Our department sponsors three student groups - National Student Speech-Language-Hearing Association (NSSLHA), Student Academy of Audiology (SAA) and Student Council for Exceptional Children (SCEC). Each of these groups participate in a variety of activities and events throughout the year, providing opportunities for service, learning and professional development outside of the classroom.

Global Exchange Opportunities

Students in SECD have a variety of opportunities to study abroad through the CEHS Global Exchange program. Three of those opportunities are led by faculty within our department - two in Costa Rica and one in Nicaragua.

The undergraduate trip to Costa Rica is open to special education and communications sciences and disorders majors. It is a two-week trip that occurs each May and is led by professors of practice Sue Kemp and Kristy Weissling. Students work with children in public and private schools in San José and the rural mountain town of Monteverde, Costa Rica. In addition, Husker students live with host families during their time in Monteverde, and also have the opportunity to meet with professionals from the Monteverde Institute to learn about challenges in ecotourism and climate sustainability.

The second trip to Costa Rica is open only to master's students in the speech-language pathology program. The students travel with lecturer Alicia Davis and associate professor of practice Judy Harvey to multiple locations near San José, Costa Rica, to provide accent modification and English-language enrichment services.
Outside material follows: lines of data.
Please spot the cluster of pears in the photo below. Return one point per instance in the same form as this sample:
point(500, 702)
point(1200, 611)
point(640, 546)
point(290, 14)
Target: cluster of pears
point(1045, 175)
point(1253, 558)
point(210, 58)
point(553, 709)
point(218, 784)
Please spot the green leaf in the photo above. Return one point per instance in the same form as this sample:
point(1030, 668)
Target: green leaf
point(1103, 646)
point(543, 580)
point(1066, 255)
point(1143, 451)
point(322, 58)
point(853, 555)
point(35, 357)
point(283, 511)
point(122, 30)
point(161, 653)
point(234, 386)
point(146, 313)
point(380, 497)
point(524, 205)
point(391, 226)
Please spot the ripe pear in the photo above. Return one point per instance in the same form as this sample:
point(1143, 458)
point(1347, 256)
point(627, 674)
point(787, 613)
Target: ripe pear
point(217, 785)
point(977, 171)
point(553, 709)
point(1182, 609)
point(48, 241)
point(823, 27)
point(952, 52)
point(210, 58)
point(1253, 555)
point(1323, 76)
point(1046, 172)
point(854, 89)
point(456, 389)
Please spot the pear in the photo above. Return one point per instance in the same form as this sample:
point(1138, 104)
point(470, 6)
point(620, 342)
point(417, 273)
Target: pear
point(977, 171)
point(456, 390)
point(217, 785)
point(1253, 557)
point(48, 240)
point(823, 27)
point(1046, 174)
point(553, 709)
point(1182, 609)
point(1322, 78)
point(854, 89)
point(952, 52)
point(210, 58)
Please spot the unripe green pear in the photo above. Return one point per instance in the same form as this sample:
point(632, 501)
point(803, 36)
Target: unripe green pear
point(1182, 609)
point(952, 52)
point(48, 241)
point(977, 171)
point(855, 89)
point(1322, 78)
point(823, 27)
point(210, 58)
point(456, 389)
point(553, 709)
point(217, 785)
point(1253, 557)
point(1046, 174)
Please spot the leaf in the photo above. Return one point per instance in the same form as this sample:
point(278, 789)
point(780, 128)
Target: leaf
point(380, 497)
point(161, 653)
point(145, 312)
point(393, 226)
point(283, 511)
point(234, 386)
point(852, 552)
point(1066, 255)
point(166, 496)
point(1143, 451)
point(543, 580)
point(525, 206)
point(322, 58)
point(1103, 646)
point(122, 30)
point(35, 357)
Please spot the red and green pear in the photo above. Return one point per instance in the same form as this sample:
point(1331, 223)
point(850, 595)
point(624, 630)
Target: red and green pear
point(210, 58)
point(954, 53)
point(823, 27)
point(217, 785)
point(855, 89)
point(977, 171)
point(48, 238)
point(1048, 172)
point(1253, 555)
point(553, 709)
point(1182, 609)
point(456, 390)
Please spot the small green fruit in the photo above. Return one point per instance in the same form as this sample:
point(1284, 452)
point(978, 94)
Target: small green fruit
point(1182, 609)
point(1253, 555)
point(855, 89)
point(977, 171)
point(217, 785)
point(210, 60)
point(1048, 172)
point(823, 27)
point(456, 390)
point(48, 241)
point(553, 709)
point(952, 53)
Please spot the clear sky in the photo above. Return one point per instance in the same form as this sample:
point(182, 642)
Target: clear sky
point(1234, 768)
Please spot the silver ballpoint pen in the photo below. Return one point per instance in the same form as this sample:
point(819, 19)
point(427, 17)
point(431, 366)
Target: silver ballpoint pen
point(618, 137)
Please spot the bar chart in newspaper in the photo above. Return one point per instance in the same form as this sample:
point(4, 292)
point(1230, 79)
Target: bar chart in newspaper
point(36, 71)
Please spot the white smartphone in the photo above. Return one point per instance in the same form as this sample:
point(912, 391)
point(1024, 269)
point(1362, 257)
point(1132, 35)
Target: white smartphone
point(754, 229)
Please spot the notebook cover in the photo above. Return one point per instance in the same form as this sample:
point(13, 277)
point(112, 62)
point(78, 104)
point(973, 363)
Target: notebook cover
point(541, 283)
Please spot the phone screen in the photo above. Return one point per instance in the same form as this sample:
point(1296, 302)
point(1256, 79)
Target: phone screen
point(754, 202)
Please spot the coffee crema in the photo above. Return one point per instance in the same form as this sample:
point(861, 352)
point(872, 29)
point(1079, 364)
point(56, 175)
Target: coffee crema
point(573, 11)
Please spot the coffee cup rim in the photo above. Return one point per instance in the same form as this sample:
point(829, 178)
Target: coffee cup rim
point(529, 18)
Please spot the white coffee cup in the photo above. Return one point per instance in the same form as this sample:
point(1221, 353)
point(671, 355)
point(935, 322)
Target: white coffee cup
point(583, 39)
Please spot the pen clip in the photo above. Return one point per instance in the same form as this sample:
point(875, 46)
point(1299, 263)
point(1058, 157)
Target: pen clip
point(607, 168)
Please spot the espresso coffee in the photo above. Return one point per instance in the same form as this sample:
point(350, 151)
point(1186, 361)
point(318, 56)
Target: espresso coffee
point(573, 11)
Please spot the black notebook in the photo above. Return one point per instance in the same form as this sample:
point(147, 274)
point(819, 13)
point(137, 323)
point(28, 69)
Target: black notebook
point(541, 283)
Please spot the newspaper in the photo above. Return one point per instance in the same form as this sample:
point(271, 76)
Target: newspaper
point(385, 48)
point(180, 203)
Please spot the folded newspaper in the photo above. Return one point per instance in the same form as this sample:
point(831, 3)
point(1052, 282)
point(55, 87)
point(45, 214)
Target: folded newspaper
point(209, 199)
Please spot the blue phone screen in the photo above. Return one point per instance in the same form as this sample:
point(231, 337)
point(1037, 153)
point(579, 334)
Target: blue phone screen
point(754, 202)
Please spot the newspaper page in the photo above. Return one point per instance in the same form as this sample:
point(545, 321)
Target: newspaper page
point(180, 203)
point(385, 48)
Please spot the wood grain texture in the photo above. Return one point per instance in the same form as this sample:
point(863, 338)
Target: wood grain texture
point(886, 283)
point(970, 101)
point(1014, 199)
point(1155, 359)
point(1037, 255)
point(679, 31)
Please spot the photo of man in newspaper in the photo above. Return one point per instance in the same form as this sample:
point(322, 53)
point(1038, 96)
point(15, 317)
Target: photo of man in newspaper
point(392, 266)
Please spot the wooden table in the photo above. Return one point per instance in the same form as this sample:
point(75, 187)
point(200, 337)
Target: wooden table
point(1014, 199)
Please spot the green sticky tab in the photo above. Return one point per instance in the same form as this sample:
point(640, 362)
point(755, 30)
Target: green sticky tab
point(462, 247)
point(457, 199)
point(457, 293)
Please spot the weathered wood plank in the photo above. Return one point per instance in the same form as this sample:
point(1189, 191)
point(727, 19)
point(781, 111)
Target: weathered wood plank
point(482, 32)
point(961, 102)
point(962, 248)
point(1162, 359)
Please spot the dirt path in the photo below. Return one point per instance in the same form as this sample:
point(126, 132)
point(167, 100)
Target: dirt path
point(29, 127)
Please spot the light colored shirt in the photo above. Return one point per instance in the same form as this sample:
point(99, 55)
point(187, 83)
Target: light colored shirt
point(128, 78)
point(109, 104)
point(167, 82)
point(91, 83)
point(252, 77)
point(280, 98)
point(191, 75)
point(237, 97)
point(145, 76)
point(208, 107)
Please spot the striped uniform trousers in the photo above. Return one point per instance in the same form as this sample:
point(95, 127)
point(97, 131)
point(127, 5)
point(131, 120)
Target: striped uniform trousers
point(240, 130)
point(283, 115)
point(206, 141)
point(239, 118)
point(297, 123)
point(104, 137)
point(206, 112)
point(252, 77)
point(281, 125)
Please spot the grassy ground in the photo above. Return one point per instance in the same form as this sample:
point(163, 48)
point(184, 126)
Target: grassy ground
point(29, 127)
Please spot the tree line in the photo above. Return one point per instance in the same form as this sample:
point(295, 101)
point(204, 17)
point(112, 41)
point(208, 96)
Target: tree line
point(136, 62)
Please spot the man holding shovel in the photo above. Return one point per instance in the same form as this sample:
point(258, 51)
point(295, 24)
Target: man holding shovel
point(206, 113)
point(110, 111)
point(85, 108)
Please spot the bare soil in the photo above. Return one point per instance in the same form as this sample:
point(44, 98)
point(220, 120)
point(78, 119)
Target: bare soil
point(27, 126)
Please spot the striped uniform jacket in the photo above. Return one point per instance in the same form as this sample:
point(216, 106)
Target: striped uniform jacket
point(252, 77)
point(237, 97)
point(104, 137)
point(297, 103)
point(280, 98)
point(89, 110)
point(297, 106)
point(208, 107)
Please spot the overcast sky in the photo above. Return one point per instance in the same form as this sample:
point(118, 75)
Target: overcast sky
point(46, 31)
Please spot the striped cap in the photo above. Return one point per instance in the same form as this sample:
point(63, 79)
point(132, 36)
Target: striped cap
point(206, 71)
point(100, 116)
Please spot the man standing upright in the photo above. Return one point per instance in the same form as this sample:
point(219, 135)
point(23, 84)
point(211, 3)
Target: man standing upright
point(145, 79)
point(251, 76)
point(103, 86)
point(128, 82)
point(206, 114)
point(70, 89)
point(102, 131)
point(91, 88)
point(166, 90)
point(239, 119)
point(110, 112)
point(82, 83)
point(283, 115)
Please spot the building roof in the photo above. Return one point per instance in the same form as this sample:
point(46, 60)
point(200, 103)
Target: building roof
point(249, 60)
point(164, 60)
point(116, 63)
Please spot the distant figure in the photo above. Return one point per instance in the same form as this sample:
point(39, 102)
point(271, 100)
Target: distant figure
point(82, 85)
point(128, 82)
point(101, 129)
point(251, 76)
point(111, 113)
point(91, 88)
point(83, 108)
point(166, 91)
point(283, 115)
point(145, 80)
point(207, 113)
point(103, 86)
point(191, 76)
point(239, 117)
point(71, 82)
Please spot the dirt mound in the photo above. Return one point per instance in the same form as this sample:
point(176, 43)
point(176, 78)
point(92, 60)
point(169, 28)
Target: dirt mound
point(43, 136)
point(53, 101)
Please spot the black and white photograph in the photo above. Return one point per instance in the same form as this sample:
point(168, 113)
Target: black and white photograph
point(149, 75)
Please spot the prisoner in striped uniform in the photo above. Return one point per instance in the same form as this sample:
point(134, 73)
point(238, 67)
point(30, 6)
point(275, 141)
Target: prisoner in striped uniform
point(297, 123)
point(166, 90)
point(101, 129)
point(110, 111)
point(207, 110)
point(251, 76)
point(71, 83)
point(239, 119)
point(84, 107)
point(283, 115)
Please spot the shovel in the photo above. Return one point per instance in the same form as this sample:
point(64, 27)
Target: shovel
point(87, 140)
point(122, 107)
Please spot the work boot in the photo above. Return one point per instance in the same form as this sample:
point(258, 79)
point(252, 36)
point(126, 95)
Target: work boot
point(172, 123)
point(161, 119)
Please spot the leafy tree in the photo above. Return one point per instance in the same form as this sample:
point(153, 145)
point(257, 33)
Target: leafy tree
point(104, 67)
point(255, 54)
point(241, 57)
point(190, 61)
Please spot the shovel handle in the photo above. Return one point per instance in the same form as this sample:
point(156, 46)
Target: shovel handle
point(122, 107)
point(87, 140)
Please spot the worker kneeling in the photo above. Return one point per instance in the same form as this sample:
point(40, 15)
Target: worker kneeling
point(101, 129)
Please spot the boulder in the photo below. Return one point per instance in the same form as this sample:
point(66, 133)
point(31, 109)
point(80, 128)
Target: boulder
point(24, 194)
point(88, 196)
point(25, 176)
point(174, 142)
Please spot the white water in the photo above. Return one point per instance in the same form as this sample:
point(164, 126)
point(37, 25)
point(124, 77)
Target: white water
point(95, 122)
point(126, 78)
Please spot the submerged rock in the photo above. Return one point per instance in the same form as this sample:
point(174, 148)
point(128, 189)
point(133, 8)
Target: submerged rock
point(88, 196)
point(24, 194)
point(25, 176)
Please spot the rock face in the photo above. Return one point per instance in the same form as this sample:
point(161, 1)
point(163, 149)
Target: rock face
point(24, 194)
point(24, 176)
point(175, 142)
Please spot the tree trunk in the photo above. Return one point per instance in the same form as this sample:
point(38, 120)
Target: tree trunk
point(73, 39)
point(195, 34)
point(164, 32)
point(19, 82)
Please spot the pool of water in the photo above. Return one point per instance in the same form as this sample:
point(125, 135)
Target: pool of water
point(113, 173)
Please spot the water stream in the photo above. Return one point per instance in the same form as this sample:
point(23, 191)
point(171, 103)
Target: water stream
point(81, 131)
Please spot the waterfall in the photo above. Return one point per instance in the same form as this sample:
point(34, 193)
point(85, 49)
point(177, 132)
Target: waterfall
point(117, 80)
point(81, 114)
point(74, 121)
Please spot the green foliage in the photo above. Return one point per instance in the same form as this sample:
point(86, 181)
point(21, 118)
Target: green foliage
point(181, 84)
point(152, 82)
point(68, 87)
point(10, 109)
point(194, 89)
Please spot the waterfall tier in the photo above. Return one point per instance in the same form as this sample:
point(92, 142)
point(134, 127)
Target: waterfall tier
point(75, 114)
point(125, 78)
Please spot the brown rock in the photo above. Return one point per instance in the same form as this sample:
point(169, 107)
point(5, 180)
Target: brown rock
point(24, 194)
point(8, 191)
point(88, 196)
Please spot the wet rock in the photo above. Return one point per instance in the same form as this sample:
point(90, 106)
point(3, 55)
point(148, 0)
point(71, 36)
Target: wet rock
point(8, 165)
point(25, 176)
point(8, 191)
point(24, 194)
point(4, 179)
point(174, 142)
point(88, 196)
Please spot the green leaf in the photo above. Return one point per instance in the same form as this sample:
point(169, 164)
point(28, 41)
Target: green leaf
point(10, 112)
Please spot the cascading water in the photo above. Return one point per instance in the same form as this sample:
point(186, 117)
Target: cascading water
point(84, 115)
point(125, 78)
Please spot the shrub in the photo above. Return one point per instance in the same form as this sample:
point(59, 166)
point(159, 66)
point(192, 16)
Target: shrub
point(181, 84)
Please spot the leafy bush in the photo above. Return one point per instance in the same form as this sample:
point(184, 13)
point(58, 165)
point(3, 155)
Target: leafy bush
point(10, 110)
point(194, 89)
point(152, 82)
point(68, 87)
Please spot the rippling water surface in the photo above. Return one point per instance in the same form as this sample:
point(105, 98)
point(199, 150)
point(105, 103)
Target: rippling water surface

Students also have the opportunity to travel to Monteverde to provide accent modification and English-language enrichment services to individuals in the hospitality industry.

The trip to Nicaragua is open to audiology students, with preference to students in the Clinical Doctorate in Audiology (Au.D.) program. Professor of practice Stacie Ray and assistant professor of practice Hannah Ditmars lead the students on the two-week trip in the late summer to help those in need of hearing assistance near León, Nicaragua. The focus of the trip is on the training and education necessary to build a sustainable humanitarian audiology program. The prevalence of hearing loss in Nicaragua is very high and hearing services are sparse in the country with more than six million people.